Stodgy medical societies are partnering with, and creating, online companies. What can they do for your practice?

By Wayne J. Guglielmo
Senior Editor

Internist Robert Meacham of Hernando, MS, sounds like a kid with a new toy when he talks about his just-completed practice Web site.

"It will allow us to post announcements, respond to routine questions, refill prescriptions, profile staff, and list who's in the office at what time," he says. "I'm very excited about it."

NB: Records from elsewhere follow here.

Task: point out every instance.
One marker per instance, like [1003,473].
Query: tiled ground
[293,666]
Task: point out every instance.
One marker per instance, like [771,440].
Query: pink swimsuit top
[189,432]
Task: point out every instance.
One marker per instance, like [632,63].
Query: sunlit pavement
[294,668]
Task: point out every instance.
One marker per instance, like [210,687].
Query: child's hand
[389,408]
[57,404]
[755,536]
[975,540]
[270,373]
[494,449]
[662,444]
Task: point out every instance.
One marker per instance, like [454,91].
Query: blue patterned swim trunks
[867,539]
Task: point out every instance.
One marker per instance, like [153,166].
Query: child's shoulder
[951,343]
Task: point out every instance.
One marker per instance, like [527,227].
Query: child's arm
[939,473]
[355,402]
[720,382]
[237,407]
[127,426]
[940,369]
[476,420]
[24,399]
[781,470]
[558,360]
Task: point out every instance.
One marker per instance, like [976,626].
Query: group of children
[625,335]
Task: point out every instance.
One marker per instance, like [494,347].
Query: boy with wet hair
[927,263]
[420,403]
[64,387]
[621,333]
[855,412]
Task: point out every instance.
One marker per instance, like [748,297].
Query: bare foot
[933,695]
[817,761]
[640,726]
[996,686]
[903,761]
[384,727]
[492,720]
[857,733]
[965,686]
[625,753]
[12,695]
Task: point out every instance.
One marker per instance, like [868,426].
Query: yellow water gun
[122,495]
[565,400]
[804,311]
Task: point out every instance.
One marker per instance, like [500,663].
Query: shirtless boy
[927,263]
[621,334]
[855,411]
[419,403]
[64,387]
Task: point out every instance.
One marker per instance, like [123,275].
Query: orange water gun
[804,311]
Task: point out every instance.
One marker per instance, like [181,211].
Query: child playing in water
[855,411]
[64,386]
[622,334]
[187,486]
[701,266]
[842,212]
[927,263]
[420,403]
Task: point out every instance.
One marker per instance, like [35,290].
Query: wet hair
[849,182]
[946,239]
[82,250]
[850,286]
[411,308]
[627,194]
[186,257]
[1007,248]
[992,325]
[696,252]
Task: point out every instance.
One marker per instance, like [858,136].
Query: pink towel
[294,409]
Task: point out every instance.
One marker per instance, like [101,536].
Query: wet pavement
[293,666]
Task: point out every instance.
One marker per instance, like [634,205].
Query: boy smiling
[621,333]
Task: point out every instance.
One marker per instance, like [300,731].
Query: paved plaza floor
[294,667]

Meacham's new site is produced by Medem, a for-profit company founded in 1999 by the AMA and six other medical societies, along with several outside investors. The initial idea was to enable doctors to provide high-quality clinical data to their patients, as well as other services. But the company expanded the Web sites to include other information, too.

Since Medem's official launch last June, 27 more societies have signed partnership agreements, including Meacham's own Mississippi State Medical Association. About 27,000 physicians have joined the Medem network, according to company figures. Except for those requesting advertising-free sites, the service for now is a no-charge member benefit.

Organized medicine's foray into e-commerce isn't limited to Medem. In state after state, as well as at the national level, medical societies have jumped on the e-commerce bandwagon. Some have seen a market niche and created new companies. More typically, doctor organizations have partnered with existing online companies to form joint ventures.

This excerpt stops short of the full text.